“DINNER” – Intro
These dudes are crazy. From the “Family Matters” themed intro, to Nick Taylor’s diabolical French chef face, to Drew Amato taking a shit with a ONE mag in hand, to Mike Dempsey’s Kung-Fu fighting bacon slice costume, it is pretty much always entertaining to watch. I believe this is their fourth online video now. In addition to “Breakfast,” “Lunch,” and “Dinner,” I’m pretty sure there was another onliner there somewhere before. Whenever I see this crew skating I know my eye balls are in for a treat of some crispy camera work, probably shot with the latest gear you wish you had. And I don’t know if it is all of them or just one dude in the crew, but they seem to really be big ballin’. From the fancy neighborhoods surrounding the driveways of their p-rail edits, to their pools, to the inside of the house in the intro; it’s a pleasant change of environment from the traditional ghetto skate spots and scenery of most videos.
“DINNER” – Casey Geraghty
The video opens with probably the most well-known name from the crew, Casey Geraghty, who once held a spot on the |B|unique team and has been well-known for his steeze for a while now. A great upbeat section to start out with, Casey runs a lot of lines, catches a lot of airs, laces some fakie 5s and some 7s. It’s a really good, all around flowing section that doesn’t bog you down with heavy tech skills you have to stop to figure out.

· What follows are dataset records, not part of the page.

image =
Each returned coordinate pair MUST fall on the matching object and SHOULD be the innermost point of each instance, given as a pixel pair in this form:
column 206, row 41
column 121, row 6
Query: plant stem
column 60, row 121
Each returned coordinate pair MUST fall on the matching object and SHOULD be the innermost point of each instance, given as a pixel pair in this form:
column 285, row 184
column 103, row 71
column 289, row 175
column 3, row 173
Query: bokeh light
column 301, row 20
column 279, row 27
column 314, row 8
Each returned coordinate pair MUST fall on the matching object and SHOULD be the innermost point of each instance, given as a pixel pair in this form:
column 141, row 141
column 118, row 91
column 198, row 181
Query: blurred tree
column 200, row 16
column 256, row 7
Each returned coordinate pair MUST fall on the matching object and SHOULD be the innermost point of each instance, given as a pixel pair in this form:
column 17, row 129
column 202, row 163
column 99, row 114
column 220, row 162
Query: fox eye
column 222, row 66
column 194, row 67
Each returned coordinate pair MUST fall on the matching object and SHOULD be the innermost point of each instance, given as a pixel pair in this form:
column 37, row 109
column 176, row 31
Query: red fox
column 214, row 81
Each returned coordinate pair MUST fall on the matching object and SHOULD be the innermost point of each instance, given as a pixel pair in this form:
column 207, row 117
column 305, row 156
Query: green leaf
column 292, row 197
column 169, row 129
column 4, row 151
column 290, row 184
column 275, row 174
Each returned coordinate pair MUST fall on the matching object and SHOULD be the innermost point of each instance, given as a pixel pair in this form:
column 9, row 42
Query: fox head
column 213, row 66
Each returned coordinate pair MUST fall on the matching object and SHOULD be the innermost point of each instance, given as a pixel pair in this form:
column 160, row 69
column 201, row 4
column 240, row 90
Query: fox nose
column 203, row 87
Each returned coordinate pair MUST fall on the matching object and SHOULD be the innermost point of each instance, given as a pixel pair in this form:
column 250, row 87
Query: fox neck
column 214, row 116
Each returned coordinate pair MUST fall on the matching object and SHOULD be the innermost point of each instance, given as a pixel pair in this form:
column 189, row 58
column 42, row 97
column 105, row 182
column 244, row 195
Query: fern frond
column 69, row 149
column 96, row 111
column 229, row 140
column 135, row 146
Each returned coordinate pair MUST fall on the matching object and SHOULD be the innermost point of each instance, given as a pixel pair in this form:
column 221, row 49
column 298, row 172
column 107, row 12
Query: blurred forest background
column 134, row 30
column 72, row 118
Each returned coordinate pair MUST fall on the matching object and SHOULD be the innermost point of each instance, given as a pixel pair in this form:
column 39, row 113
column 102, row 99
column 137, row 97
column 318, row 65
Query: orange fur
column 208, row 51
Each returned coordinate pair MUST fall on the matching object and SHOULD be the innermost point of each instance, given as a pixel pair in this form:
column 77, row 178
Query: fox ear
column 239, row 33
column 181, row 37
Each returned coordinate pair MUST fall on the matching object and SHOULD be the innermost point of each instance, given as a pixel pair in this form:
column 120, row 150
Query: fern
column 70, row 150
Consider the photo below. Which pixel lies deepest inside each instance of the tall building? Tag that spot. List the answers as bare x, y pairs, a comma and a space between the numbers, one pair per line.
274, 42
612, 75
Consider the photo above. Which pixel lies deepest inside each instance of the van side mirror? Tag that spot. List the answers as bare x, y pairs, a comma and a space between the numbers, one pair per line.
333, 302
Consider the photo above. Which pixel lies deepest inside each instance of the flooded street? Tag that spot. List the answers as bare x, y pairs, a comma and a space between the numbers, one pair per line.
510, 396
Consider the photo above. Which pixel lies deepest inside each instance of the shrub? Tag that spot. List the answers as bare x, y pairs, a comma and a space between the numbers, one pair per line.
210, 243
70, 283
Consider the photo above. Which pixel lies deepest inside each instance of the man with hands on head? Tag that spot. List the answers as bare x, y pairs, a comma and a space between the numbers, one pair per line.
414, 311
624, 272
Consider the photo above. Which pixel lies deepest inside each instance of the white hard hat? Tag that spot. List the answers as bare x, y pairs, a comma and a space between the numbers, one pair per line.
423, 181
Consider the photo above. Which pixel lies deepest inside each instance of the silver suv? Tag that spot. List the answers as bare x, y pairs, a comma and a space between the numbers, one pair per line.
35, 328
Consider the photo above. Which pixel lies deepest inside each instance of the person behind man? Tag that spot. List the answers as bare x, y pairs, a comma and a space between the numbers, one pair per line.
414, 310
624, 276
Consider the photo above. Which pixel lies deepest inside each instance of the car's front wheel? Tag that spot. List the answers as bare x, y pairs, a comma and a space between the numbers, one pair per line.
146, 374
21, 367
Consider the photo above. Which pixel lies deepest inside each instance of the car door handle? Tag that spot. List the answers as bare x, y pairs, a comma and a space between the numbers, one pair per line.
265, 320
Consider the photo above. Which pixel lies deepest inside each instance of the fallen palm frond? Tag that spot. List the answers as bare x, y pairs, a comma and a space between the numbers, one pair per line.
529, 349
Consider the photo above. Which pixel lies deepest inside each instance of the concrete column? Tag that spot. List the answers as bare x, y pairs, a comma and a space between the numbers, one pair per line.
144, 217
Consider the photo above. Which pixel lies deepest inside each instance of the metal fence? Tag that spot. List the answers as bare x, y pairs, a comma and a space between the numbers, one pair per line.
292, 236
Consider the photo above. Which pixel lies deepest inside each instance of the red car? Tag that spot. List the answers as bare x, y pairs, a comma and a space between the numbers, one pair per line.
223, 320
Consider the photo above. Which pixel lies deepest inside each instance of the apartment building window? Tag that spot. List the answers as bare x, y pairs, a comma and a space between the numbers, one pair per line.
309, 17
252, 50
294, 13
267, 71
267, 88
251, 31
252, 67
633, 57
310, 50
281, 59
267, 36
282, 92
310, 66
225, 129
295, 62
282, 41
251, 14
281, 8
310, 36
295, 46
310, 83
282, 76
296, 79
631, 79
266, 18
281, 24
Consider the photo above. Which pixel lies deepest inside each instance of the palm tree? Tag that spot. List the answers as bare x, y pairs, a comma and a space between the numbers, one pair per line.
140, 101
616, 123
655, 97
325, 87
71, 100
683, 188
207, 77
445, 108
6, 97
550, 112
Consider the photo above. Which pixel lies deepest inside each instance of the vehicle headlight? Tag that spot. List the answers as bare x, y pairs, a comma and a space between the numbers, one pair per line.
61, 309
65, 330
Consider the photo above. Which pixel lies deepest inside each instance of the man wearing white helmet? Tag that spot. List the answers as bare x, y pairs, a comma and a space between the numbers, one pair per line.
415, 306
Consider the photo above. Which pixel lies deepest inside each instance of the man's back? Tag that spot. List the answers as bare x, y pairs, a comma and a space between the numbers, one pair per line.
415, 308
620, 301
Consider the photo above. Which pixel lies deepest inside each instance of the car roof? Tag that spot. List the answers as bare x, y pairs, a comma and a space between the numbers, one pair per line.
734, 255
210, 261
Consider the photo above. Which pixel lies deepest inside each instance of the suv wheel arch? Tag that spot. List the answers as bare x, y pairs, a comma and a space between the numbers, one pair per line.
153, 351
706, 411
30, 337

“DINNER” – Nick Taylor, Zack Smith, and Andrew Smolak
The shared Nick Taylor, Zack Smith, Andrew Smolak section was next. It starts out with another comical scene of Nick tearing up the kitchen, literally tossing some salad. Though very different style-wise from Casey in terms of body posture and movement, Nick’s style as far as trick vocabulary is very similar and with a likewise upbeat song, it keeps the juices flowing into this section. Next was a name I don’t think I’ve ever heard before, Zack Smith. He doesn’t have a lot of clips but the clips he had were enjoyable, nothing mind boggling but he did hold out one long tts on a low drop ledge that was really impressive. Andrew Smolak isn’t a real well-known name either, but I have spotted him here and there in several videos and edits in the past. When I think of this dude I think of hauling ass and a powerful style that I would say is similar to Franco Camayo. I think they even both have the same hair cut. This is the first section in “Dinner” to focus mostly (maybe entirely?) on grinds. He hits some tech switch ups, soul grinds a shoulder-high drop off rail in a stadium, and laces a true spin rockio I think Randy Spizer would be proud of.
“DINNER” – Mike Dempsey
The intro of the next section kills me. Mike Dempsey in this god damn bacon slice suit or something, kung-fu-ing some pizzas like they just slapped his mama, somehow keeping a dead serious look on his face the entire time. This alone could be his section and I would be happy. But wait, there are tricks too! Not just any tricks, but crazy-ass Mike Dempsey tricks. Bitch slap JC Rowe, to alley oop pornstar, to fast slide to true pornstar, to backside backslide to topside pornstar — all in a line — is just one of his opening clips. Other highlights include a truespin negative misfit down a 10-stair LEDGE. He also backside pudslides said ledge. He soul grinds a ledge with a ridiculously high drop off and he ends the section with a pretty gnarly fastslide down the rail from the LA IMYTA, if you remember that far back. It’s a really good edit I’ve watched quite a few times since it dropped. Well done, Mike.
“DINNER” – John Lyke
Up next was John Lyke. I’ve always kept an eye on this dude as he seemed to have potential of becoming a household brand. Sometimes seemingly held back by his own overly tech vocabulary, the way it sometimes happens to skaters, but he still carried some style and a somewhat unique identity. It didn’t take long before I could recognize his skating, I guess is all I’m trying to say. I could tell, “Oh, that’s John Lyke skating there.”
He opens up with skating inside an empty warehouse, launching some makeshift plywood, already catching my attention with a 540 to alley oop wall ride. He pulls off a number of other really tricky moves, like early on he backside torques a handicap rail to a quick makio stall on the connecting rail (at a 90 degree angle to him as his momentum is moving straight at it [easier to watch than explain]). And later on torque sliding the one-foot-long flat at the top of a stair rail and then gaping the rest of the stairs. He hits this bizarre savannah switch up I’m not going to waste your time trying to narrate (watch it at 1:40). The whole section is filled with impressive clips; I don’t really know if there are any that I would call “filler,” and he covers every element of a well-rounded, entertaining profile. He ends it off by hucking a forward 7 off a couple of arranged picnic tables, kicking out a hard liu kang in the middle, then proceeds to scream strange monkey noises about being hungry for dinner. Definitely the best choice for the ender of the video. When these edits first dropped back in December, I seemed to favor Mike Dempsey’s section and I think a lot of others did too, but re-watching them now, John’s section really blows away all the others.